春子先輩と僕。

*

ほんの1時間前に別れたばかりなのに、もう春子先輩に会いたくなってる。


重症だな…



「凪、」


「おい、凪」


うるさ。無視しよ。


「おいお前いい加減にしろよ聞こえてんだろ?」


そろそろ怒られそうだから返事してやるよ。


「遼、僕になんの用」



僕がそう言うと、遼はあからさまに顔を歪める。



…言おうとしてることは分かる。



「うわー、その口調は彼女といる時専用だろ?気持ち悪ぃから俺に使うなよ」



やっぱり、な。



僕が自分のことを僕と呼ぶのは、春子先輩といる時だけ。



…実際にはそうじゃないんだけど、僕が春子先輩といる時だけ一人称を変えるから、そう思われてるっぽい。
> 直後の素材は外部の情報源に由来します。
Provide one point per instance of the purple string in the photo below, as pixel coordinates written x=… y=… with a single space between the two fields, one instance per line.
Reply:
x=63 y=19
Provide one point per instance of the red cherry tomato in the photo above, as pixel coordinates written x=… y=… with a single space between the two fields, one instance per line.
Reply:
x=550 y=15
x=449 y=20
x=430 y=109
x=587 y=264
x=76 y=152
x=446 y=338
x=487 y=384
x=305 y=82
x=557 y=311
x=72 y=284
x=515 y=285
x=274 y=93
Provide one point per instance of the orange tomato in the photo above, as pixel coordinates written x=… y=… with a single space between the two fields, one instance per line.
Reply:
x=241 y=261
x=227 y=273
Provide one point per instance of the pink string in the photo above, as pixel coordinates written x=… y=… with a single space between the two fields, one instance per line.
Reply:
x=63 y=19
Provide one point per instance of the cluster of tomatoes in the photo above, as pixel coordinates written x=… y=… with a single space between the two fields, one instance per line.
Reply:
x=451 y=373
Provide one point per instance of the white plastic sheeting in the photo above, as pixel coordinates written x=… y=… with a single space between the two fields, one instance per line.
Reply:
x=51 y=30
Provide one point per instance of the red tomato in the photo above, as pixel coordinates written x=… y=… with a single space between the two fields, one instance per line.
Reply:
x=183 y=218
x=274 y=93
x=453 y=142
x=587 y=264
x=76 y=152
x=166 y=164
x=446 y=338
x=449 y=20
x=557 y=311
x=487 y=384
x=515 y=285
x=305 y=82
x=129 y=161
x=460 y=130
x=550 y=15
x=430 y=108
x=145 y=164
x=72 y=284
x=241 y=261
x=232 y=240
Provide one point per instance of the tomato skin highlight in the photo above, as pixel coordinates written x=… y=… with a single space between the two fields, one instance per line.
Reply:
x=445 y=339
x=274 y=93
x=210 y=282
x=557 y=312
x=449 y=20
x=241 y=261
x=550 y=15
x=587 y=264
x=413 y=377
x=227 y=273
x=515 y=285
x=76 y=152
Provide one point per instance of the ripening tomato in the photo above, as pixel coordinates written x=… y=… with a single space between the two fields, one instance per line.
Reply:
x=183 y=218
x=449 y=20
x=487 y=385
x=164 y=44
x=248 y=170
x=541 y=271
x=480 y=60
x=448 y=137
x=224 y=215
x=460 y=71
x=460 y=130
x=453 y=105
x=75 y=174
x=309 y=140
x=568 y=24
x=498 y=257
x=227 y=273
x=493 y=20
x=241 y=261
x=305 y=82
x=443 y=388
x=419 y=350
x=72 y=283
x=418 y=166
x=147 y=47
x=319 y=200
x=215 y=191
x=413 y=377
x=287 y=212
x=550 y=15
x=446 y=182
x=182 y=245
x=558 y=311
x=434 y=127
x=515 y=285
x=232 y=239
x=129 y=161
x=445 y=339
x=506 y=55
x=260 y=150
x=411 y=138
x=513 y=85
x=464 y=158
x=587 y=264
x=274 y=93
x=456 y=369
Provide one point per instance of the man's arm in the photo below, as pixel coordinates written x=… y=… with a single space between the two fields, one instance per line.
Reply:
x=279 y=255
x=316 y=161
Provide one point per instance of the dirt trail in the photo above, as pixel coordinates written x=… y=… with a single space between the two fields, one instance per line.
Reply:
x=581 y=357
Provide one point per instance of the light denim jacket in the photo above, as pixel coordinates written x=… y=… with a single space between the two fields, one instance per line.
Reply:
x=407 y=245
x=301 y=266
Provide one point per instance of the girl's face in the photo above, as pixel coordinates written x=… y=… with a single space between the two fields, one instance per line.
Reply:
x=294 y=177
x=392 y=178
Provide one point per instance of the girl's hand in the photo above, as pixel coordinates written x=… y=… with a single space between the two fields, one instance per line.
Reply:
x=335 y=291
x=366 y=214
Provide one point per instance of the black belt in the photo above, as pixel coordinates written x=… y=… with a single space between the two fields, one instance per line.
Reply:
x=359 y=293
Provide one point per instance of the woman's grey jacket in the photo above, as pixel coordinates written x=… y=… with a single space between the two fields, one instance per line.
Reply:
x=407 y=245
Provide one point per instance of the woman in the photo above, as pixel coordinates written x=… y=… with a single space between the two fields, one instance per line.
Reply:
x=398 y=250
まぁ説明するのもダルいから、そのままにしておくけど。




「うるさいな、だから何」



「いや、」



そこで言葉を止めて何か言いたげな瞳でこっちを見てくる。



あー、そういうこと。



「行ってくる」


「おー、お前、お手柔らかにしてやれよ」



「は?めんどい」



教室の外に出ると、甘えたように僕を見上げてくる女子。



いつもの事。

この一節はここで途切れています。